Yes, Stephen Fry and Hugh Laurie are giants of the acting world. Laurie has veered into the more serious roles as of late, most famously the incredible Gregory House and most recently in the Night Manager, and Stephen Fry, while sticking to comedy, is one of the godfathers of wit. It is never anything less than enjoyable to return to their duo sketch show and see their humour in its early days. And the beauty of A Bit of Fry and Laurie is that it really does come across as two funny friends knocking their heads together and coming up with something entertaining to make us laugh. There is a real underdog charm to the whole set-up, Fry and Laurie working up some deliciously inventive sketches and performing them with the youthful exuberance of two people who really love what they do. And their fun is infectious enough to make this sketch show, even its early days here in Season One, really quite special. The pair of them enjoy turning the usual staple of the sketch show on its head quite often, so each entry to the series can manipulate itself in amusing ways. The fourth wall is less a wall and more of an open window. Whole sketches consist of the actors actually being themselves and addressing a live audience. Sometimes, they will be halfway through a sketch and break character, in order to come out with a punchline we would never have guessed occurring. It is a very cheeky delivery of comedy, playing with the audience and with less talented actors it might not have worked. But both Fry and Laurie are precise in their delivery. Right from the pilot episode, one sketch in particular where Laurie announces he is blind, they are charming, witty and able to carry a sketch show, quite often, with little more than themselves, an empty stage and their own writing. As the sketch show sadly devolved into nonsense parodies and grotesque caricatures (yes, I am looking at Little Britain), A Bit Of Fry and Laurie focuses on the jokes and timing first, the set-pieces second, if they are even needed at all.

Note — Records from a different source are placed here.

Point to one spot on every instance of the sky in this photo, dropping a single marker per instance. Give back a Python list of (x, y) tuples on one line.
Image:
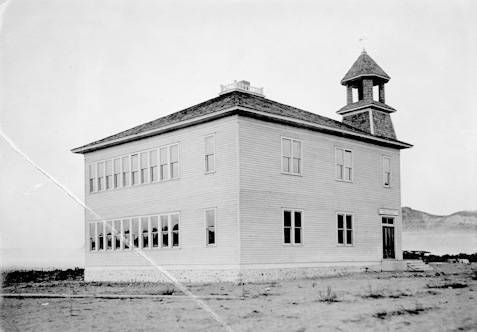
[(75, 71)]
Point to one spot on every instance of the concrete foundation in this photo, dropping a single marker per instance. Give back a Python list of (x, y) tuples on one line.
[(234, 274)]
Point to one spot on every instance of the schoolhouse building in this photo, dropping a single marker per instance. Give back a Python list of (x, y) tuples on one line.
[(244, 187)]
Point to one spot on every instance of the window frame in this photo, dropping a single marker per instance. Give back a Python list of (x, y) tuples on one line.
[(95, 236), (384, 157), (207, 244), (129, 240), (292, 227), (100, 180), (290, 172), (344, 164), (213, 154), (345, 229), (126, 169), (92, 186)]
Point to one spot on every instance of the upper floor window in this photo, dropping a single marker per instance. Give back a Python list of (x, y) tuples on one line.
[(209, 153), (345, 228), (137, 168), (145, 232), (134, 169), (100, 176), (344, 164), (117, 234), (153, 165), (109, 174), (386, 171), (116, 172), (291, 156), (292, 227), (169, 162), (210, 227), (144, 166)]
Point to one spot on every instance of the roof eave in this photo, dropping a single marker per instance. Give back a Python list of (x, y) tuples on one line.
[(346, 80), (247, 112)]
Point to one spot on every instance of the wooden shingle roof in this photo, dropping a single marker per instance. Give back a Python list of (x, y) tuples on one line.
[(365, 66), (237, 102)]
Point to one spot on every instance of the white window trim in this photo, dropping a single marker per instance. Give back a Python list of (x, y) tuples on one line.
[(291, 165), (344, 165), (353, 236), (129, 173), (129, 220), (292, 235), (214, 154), (383, 171), (206, 229)]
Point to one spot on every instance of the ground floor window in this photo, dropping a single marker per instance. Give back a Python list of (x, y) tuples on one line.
[(137, 232), (292, 226), (345, 228), (210, 227)]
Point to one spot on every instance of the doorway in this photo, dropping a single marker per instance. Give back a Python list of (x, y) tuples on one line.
[(388, 237)]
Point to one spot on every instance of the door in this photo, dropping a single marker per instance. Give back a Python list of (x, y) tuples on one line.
[(388, 237)]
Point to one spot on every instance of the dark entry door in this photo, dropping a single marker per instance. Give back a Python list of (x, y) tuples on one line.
[(388, 242)]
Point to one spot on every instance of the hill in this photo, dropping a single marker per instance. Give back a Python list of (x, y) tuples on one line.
[(415, 220), (451, 234)]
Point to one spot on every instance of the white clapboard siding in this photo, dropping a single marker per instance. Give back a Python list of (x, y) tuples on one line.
[(193, 192), (264, 191)]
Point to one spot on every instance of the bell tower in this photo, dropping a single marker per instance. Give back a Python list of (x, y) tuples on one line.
[(366, 107)]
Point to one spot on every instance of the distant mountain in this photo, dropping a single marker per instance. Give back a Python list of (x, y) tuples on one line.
[(415, 220)]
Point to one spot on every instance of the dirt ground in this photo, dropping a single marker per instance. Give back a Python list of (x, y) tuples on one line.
[(442, 300)]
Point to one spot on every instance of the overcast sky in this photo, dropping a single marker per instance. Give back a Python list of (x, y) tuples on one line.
[(75, 71)]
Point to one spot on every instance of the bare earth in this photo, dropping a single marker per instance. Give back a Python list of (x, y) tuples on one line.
[(443, 300)]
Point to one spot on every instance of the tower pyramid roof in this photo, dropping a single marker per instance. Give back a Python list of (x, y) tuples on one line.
[(364, 66)]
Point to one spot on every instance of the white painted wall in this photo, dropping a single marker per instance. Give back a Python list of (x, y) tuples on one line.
[(193, 192), (264, 191)]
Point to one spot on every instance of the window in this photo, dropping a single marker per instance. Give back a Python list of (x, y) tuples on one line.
[(155, 231), (125, 164), (134, 169), (92, 236), (210, 154), (126, 232), (210, 227), (153, 165), (291, 156), (109, 174), (135, 232), (100, 176), (109, 235), (116, 172), (345, 229), (91, 172), (144, 232), (169, 162), (163, 164), (100, 235), (175, 229), (117, 234), (344, 164), (144, 167), (387, 171), (174, 155), (165, 231), (169, 230), (292, 227)]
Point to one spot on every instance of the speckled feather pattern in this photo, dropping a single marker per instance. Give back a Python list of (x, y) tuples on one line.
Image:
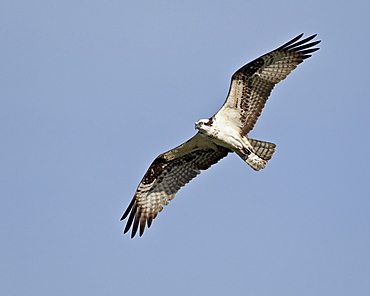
[(250, 88), (252, 84), (166, 181)]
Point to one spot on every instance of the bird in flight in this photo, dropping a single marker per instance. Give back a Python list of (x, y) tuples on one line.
[(223, 133)]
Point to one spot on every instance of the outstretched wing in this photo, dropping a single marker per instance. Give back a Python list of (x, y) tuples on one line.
[(166, 175), (252, 84)]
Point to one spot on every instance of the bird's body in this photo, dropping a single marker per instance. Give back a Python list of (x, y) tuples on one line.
[(223, 133)]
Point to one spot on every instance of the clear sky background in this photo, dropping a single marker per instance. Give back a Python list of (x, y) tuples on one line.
[(92, 91)]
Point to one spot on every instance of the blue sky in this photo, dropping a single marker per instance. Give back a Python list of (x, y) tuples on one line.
[(93, 91)]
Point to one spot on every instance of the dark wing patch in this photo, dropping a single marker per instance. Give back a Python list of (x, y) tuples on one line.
[(252, 84), (165, 176)]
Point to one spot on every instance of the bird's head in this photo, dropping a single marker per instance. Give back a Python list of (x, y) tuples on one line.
[(203, 125)]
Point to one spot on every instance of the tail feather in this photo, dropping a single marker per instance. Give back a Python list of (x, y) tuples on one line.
[(258, 155), (264, 150)]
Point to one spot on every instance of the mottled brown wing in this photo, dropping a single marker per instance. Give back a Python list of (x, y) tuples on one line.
[(166, 175), (252, 84)]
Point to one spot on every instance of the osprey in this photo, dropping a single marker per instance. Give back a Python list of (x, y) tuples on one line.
[(225, 132)]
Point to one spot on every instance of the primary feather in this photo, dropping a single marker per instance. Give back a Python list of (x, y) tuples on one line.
[(226, 131)]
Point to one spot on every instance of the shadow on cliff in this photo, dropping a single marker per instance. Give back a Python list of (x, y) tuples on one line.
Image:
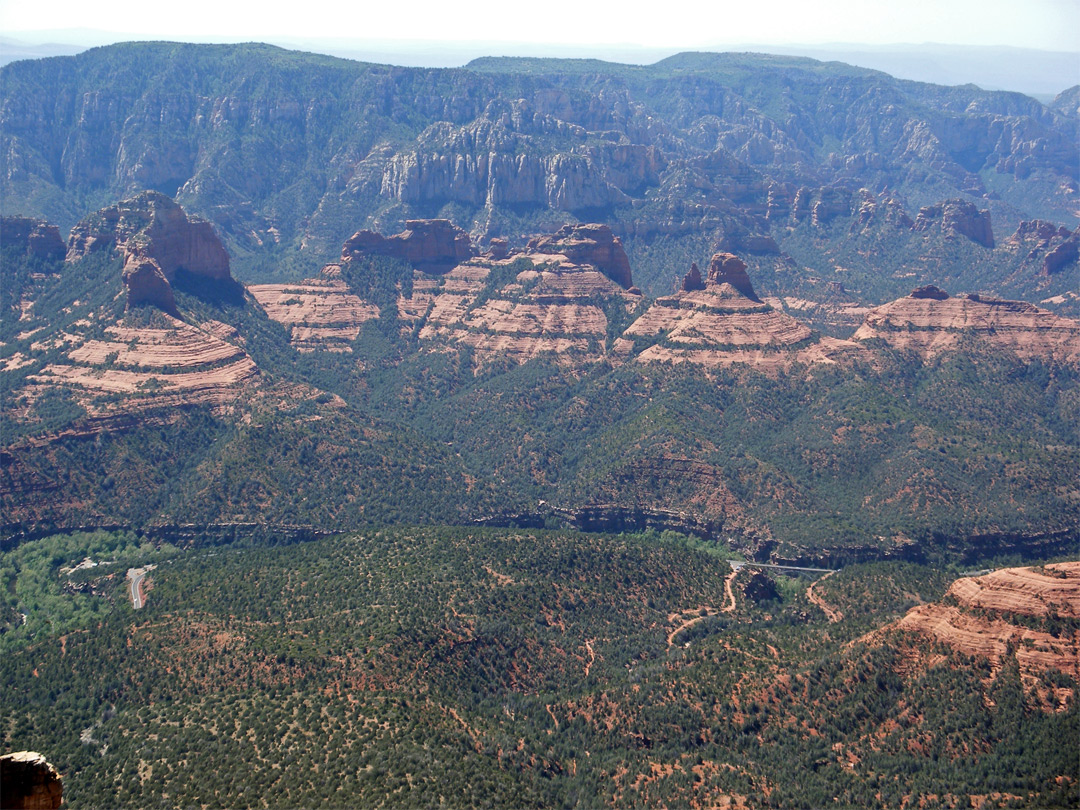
[(218, 293)]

A lot of the sketches are based on simple word play. Fry, especially, is a comedian in love with the use of language. A lot of the time he is either parodying the terminology used by critics, scholars or conservatives or perhaps turning a common phrase on its head. Some of the jokes are so simple they will go right over your head, but the delivery is so smooth and comfortable that the gags land nonetheless. It takes confidence when your entire sketch is built upon a few language tricks, but the comedians are so confident in their work from the writing to the delivery that we buy into what they are trying to do. Take their secret service jokes for example. While Fry and Laurie aren’t prone to recurring sketches, they do occasionally allow themselves a few characters the audience can relate to. In Season One, their main source of comedy is Control and Tony, two well-spoken Brits working for MI5. I won’t spoil the sketch for you, but it is a prime example about just how controlled both actors are. The sketch is rib-achingly funny and, in a way, no one even tells a joke. But the core idea is so strong and the performances flow so well, it is the highlight of the series. It is a sure-fire way each episode to have me in fits of laughter. A lot of the time though the sketches are stand-alone, Fry and Laurie knowing restraint is crucial in shows like these. It doesn’t matter how funny the cop characters are in this sketch if the core jokes aren’t working, then they might as well be left back on the drawing board. And perhaps this is the one weak point of the show. As with all sketches, you are only as good as your last sketch, and this early on in the career of Fry and Laurie, there are certain beats that ring false. Maybe the fourth wall is broken one too many times, an excuse to end a sketch early, when they only have half an idea. One episode sees half the sketches being interrupted by an audience member claiming the sketch is copyrighted. The first time, it was funny, but after that, it feels that we have hit the point in the season where the actors are scrapping the barrel. But, on the whole, it is a promising start. Besides, what other sketch show would end with a sword fight just because of reasons…

Final Verdict: It is good to see that clever writing trumps visual gags, especially coming from two of Britain’s great comedy doubles.